Quotulatiousness

August 26, 2023

QotD: The psychological value of “making”

Filed under: Economics, Health, Quotations — Tags: , , , , — Nicholas @ 01:00

The Domestic Revolution is a fascinating tour of the ways relatively minor changes snowball, changing the way people interact with the material world and with one another, but it’s also a tremendous pleasure for its lucid, practical explanations of how these things actually work. Goodman is deeply familiar with her tools and materials in a way that’s quite unusual today. Of course anyone who really makes things will have this familiarity — ask a software engineer about programming languages or his favourite text editor — but in most walks of life actually making things has become increasingly optional. Of the objects I interact with on a daily basis, the only ones I can really be said to have made (my kids don’t count) are the things I cook and the chairs I refinished and upholstered.1 Beyond that there’s the garden I planted with seeds and perennials I bought at a nursery, the furniture I assembled out of pieces some nice Swedish man machined for me, and the various bits of plumbing I’ve swapped out, but none of that is really “making” so much as it is “assembling things other people have made”. It’s mostly the productive equivalent of last mile delivery — nothing to sneeze at, but a far cry from the sort of deep involvement with the material world that was common only a few centuries ago.

This makes perfect sense, of course: I don’t have a deep and intimate knowledge of these things because I don’t need one. Still, though, it’s important to have a certain very basic familiarity with how the things around you work — enough, say, to know what to Google when something breaks and how to put the results into practice, or to turn fifteen feet of arching blackberry cane into an actual bush — because it gives you power over your world. The particular powers don’t really matter (it’s easy enough to pay someone else to fix your plumbing or grow your berries); the key is the patterns of thought they engender. There are, for example, apparently some enormous number of people who don’t change the batteries in their beeping smoke detectors. I have no idea whether it’s drug-induced apathy, ignorance of how things work (in the same way that drilling a hole in your wall to hang something seems scary if you don’t know that your wall is a lie just painted drywall in front of empty space between the studs), or simply a pathological lack of personal agency, but it’s hard to believe you can change anything dissatisfactory about your life if you can’t change a 9V battery.

Making and doing things, even when you don’t have to, is practice in believing that you can change your own world. It’s weightlifting for agency. You can outsource the making of your physical world, but social worlds — the arrangement of your family life, your personal relationships, the organizations and institutions you’re involved in — must be created by the participants themselves. A good society would be one where the default “builder-grade” scripts lead to human flourishing, but unfortunately that isn’t ours, so you have to be able to decide on your own changes. Start practicing now: find one little thing about your physical environment that annoys you and fix it. Put the new toilet paper roll actually on the holder. Replace the burned-out lightbulb. Hang the artwork that’s listing drunkenly against the wall. Pull some weeds. And then, once you’ve warmed up a little bit, go and make something new.
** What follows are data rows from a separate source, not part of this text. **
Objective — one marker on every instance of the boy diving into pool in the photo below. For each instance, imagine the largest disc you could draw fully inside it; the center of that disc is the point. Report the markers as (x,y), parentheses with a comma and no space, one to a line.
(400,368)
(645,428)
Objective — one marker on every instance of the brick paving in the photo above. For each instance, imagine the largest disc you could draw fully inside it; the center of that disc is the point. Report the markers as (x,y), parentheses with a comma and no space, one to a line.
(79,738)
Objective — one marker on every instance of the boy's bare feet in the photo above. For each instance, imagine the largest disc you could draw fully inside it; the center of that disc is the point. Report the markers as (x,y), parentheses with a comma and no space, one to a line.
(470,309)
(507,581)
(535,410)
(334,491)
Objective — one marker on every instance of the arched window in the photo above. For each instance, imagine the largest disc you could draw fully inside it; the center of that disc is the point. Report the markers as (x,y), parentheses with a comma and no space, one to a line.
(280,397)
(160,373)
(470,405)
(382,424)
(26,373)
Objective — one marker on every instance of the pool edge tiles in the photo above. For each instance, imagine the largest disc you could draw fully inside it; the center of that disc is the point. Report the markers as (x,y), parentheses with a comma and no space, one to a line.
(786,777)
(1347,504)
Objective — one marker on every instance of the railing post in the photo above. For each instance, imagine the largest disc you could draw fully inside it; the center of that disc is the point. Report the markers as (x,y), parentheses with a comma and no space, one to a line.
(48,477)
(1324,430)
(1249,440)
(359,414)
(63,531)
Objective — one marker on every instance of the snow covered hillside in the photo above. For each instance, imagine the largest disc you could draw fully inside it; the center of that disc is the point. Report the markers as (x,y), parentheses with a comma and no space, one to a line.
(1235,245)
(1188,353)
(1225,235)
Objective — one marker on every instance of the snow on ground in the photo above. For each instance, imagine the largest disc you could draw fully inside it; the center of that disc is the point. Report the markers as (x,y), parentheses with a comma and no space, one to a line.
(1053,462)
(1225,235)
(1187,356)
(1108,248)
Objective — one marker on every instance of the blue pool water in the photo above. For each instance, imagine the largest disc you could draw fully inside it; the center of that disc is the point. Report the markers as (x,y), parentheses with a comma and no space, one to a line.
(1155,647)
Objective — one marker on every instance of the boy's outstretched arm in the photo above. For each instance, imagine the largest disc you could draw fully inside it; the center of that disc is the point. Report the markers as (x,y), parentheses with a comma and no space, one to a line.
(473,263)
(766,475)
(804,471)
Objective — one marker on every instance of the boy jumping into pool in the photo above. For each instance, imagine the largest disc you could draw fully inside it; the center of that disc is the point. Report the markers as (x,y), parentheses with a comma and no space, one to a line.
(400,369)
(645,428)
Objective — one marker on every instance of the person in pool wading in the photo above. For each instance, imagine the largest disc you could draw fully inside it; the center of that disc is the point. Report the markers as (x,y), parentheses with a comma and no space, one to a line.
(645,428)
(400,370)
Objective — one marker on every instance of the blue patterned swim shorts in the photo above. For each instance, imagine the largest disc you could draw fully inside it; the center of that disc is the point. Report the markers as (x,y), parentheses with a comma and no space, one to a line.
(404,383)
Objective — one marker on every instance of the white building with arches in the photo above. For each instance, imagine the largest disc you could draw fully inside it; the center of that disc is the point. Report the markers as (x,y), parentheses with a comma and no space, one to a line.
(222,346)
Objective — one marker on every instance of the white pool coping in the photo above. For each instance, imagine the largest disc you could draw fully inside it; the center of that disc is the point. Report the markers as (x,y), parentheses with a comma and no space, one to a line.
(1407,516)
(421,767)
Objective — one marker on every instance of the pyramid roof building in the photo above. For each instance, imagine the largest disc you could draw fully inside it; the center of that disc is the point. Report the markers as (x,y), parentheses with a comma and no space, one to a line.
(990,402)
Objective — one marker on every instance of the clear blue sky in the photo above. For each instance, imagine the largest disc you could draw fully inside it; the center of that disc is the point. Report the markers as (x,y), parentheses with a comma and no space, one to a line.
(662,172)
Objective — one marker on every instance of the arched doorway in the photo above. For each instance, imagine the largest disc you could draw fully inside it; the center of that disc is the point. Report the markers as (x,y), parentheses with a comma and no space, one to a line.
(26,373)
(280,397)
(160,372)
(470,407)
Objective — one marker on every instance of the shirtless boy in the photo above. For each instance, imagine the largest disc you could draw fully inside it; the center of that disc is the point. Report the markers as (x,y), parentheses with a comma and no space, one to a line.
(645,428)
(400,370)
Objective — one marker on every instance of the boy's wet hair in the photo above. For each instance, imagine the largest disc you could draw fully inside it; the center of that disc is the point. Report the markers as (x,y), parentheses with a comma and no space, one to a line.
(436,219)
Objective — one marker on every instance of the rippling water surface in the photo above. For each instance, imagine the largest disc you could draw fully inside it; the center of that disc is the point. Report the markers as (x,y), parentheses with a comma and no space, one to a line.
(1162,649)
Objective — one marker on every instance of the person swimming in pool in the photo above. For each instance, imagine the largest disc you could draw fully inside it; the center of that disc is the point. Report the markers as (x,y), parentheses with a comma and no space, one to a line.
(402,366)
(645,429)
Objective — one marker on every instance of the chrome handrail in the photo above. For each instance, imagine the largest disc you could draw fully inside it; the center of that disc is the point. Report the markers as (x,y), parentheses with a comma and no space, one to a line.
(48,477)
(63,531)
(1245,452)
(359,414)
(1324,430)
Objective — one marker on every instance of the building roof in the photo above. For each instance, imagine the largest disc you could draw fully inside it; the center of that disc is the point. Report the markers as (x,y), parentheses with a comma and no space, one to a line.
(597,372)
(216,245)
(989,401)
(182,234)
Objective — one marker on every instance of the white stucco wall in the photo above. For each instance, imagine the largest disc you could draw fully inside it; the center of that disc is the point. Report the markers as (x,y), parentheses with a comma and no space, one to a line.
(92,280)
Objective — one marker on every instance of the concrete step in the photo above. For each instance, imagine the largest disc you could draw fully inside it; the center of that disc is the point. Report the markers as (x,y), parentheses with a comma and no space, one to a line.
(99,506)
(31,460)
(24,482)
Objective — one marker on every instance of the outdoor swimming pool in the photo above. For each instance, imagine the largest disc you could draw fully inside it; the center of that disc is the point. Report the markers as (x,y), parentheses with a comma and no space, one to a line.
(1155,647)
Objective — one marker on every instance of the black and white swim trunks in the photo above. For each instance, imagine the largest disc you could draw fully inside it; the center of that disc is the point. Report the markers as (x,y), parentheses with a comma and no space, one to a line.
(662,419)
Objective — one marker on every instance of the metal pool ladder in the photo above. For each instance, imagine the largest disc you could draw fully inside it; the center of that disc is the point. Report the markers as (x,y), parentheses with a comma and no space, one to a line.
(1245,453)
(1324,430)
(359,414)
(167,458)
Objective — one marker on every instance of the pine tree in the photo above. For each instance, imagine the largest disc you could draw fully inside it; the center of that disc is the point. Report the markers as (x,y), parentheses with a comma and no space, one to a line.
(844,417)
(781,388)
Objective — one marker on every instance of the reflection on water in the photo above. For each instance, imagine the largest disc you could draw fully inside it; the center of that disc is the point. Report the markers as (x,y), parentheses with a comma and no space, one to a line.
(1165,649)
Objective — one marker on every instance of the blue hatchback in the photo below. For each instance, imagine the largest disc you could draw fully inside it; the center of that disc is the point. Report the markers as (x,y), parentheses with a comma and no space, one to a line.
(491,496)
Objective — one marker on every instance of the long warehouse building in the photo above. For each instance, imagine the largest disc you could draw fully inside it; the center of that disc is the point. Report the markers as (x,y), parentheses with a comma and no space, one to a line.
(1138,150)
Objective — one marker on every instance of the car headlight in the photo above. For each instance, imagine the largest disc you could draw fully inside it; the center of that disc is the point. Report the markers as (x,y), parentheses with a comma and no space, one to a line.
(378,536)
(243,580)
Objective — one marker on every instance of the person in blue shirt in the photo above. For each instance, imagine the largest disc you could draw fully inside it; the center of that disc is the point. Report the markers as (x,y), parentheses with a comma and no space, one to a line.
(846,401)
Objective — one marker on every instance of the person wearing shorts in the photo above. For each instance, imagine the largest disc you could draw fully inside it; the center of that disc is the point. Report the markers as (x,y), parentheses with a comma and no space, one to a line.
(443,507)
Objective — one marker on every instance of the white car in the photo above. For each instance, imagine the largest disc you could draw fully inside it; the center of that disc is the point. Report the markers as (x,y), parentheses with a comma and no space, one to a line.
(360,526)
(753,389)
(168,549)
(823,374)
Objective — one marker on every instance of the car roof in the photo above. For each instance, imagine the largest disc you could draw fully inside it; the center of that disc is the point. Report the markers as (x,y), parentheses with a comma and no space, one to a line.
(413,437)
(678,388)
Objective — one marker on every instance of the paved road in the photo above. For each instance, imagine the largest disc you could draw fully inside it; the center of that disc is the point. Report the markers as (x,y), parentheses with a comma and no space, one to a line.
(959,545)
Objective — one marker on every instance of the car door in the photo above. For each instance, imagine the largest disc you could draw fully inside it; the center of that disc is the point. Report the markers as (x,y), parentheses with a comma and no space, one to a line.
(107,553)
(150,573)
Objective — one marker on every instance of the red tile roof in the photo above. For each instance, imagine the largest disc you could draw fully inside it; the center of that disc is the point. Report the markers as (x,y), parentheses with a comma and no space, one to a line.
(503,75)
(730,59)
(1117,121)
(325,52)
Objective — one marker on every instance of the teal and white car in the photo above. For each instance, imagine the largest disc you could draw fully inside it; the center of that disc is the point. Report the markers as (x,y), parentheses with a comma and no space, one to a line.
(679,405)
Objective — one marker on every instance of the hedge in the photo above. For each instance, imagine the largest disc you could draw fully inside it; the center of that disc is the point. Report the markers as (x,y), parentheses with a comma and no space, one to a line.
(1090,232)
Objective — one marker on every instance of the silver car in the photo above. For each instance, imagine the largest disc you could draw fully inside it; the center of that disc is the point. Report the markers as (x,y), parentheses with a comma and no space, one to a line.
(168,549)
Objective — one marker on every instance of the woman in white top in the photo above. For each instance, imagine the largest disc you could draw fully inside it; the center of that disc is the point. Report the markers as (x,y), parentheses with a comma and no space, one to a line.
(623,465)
Jane Psmith, “REVIEW: The Domestic Revolution by Ruth Goodman”, Mr. and Mrs. Psmith’s Bookshelf, 2023-05-22.


    1. They’re oak dining chairs, probably (judging by the construction) about a hundred years old, and they looked a lot better on Facebook Marketplace than in real life. When I showed up to buy them, the sellers turned out to be an elderly couple moving to assisted living in six hours; they admired my baby and showed me pictures of their grandchildren and explained they had inherited the chairs from the wife’s mother, who in turn had gotten them from her friend’s mother, and by this point I couldn’t really say “yeah I can tell” and leave, so home they came. When I took apart the seats to recover them I discovered the original horsehair padding and some extremely questionable techniques applied over the years, but anyway now my chairs have eight-way hand-tied springs and I have some new calluses.